This non-member function drawPoly()
draws an n-sided polygon in 3D space from a list of vertices.
This function typically gets called thousands of times during normal execution and speed is critical.
Ignoring the effects of the functions called within drawPoly()
, does the allocation of the 25-element vertex array have any negative effects on speed?

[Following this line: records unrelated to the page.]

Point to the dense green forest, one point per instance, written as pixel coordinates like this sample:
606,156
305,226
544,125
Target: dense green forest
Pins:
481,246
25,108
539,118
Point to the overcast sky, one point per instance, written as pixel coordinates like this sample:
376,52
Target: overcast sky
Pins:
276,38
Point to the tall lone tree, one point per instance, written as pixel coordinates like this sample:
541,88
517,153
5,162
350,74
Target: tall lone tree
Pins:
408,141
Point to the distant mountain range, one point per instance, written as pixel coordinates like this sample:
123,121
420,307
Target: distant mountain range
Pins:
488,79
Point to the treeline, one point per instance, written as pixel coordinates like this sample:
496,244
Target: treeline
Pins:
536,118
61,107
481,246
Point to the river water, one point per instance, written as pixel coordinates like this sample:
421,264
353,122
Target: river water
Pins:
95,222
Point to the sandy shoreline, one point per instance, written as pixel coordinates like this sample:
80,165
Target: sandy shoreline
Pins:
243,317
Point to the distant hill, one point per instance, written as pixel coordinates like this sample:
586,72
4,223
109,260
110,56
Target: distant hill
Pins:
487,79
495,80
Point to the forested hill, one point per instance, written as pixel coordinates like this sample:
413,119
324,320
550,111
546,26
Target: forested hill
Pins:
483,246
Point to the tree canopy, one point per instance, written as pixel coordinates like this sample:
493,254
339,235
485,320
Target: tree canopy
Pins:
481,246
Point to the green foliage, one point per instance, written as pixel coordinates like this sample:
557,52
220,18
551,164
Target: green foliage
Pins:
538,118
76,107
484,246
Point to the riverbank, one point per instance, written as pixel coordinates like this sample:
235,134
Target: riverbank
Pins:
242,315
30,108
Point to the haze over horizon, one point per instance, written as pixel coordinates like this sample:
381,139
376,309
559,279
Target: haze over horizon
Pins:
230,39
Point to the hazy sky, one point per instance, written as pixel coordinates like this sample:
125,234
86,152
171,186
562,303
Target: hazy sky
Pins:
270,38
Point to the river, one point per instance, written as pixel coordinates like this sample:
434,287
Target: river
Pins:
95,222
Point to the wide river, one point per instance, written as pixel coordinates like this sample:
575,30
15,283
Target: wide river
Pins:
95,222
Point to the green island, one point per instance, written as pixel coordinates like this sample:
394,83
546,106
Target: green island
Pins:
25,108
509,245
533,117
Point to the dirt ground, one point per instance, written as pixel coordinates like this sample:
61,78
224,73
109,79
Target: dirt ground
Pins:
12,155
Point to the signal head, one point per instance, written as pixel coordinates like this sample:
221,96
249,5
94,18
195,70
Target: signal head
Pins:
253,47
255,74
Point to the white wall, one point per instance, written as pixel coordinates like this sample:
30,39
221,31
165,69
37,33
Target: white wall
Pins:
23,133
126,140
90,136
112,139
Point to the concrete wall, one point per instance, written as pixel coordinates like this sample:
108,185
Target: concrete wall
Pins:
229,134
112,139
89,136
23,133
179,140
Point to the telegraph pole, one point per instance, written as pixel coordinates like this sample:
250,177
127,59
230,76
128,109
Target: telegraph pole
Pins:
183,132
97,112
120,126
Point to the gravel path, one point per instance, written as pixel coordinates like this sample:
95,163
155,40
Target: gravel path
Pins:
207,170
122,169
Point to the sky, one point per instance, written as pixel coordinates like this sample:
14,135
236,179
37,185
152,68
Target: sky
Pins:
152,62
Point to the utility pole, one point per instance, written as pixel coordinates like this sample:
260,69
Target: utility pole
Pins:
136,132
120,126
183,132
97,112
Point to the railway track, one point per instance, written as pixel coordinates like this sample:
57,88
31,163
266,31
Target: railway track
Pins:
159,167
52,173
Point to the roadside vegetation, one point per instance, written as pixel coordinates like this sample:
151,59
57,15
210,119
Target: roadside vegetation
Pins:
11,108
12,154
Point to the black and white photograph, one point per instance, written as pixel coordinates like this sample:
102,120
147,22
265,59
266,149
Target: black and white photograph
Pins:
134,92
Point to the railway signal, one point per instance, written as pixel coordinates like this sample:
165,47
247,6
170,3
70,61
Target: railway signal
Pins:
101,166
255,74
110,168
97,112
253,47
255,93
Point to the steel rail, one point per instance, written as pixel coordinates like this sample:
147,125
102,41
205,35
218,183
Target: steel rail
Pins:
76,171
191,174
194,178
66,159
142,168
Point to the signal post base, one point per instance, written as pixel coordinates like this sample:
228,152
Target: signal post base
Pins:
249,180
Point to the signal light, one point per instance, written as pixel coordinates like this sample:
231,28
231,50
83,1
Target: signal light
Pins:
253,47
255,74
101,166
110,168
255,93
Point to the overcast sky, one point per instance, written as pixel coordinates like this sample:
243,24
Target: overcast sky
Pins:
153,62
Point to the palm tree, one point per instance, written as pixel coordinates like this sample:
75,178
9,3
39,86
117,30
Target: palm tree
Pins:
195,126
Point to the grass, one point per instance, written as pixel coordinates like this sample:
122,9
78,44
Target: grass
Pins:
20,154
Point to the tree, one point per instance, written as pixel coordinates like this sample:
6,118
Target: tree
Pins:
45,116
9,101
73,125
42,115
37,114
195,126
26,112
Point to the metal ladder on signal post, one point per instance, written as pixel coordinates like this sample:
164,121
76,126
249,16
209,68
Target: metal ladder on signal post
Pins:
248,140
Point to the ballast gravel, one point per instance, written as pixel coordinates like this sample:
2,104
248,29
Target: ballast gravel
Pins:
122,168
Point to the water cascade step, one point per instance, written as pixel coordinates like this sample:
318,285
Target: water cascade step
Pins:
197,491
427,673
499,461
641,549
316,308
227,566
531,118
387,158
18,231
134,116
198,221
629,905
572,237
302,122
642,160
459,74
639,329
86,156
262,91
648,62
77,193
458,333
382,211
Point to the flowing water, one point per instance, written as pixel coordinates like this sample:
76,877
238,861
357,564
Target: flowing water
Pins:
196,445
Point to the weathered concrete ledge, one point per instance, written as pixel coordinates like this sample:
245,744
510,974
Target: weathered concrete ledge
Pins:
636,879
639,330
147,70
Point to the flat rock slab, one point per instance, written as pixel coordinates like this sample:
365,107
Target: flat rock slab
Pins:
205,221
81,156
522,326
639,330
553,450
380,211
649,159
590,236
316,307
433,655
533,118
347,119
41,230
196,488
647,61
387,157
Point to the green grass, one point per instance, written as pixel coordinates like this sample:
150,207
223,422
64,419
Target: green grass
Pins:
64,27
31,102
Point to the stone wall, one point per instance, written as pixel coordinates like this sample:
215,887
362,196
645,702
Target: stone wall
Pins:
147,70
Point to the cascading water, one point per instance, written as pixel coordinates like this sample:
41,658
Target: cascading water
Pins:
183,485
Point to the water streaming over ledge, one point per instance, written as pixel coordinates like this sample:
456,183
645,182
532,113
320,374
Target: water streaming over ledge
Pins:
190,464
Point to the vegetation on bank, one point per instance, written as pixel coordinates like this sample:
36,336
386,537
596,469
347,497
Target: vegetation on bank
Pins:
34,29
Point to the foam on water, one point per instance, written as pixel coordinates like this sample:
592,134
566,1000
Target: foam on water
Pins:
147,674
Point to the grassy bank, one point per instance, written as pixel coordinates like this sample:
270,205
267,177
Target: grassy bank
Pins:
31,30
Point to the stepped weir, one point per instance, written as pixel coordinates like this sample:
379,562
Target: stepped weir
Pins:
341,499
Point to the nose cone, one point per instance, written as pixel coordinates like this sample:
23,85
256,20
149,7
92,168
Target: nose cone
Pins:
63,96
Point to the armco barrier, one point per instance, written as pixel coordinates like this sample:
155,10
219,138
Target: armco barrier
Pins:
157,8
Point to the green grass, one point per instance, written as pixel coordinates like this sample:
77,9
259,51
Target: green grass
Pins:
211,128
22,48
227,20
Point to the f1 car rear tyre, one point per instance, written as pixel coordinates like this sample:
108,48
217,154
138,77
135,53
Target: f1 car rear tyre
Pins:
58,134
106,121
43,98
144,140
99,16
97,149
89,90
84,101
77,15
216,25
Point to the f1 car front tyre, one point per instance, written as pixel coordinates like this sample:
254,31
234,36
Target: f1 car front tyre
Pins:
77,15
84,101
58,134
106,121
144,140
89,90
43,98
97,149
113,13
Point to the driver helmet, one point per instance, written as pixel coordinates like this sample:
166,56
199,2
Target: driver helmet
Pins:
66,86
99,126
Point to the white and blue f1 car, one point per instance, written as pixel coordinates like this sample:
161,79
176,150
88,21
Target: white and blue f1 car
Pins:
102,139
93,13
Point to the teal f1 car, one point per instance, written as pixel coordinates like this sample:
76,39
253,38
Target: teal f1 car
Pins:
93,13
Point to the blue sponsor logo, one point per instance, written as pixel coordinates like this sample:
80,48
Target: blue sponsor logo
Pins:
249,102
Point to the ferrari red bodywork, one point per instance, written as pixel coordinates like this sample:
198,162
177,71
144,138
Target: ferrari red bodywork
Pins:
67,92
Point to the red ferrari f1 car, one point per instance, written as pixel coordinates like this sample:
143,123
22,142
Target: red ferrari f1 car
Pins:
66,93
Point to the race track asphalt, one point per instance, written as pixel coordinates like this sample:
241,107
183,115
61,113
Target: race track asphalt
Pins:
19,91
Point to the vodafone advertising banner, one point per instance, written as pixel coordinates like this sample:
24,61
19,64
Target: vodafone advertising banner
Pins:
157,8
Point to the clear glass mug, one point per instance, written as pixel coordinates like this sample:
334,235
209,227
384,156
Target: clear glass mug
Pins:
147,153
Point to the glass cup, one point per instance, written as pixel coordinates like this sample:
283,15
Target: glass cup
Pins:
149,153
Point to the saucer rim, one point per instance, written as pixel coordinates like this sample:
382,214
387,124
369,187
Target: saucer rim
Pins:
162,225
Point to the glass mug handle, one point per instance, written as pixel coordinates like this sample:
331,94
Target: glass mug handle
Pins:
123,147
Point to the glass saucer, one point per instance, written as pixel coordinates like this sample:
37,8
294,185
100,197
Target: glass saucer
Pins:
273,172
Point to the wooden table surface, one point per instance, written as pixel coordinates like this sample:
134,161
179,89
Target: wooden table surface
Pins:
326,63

void drawPoly(const meshx::Face& face, gen::Vector position,
ALLEGRO_COLOR color, bool filled)
{
ALLEGRO_VERTEX vertList[25];
std::size_t k = 0;
// ...For every vertex in the polygon...
for(; k < face.getNumVerts(); ++k) {
vertList[k].x = position.x + face.alVerts[k].x;
vertList[k].y = position.y + face.alVerts[k].y;
vertList[k].z = position.z + face.alVerts[k].z;
vertList[k].u = 0;
vertList[k].v = 0;
vertList[k].color = color;
}
// Draw with ALLEGRO_VERTEXs and no textures.
if(filled) {
al_draw_prim(vertList, nullptr, nullptr,
0, k, ALLEGRO_PRIM_TRIANGLE_LIST);
} else {
al_draw_prim(vertList, nullptr, nullptr,
0, k, ALLEGRO_PRIM_LINE_LOOP);
}
}
The only way to tell it for sure, is to measure. But what else could you use instead, to compare with? Allocating on the heap would be obviously slower. Using a global variable to hold the vertices could be an option - only for perf benchmarking.
Given that the stack allocation of trivially constructible objects is usually translates to a simple change of the stack pointer, the allocation itself probably wouldn't be a big deal. What could have an observable effect tough, is touching extra cache lines. The less cache lines the code writes, the better, from the performance perspective. Therefore, you can experiment with splitting vertList[25]
into cache line sized arrays, and calling al_draw_prim
multiple times. A benchmark would show if there's a difference.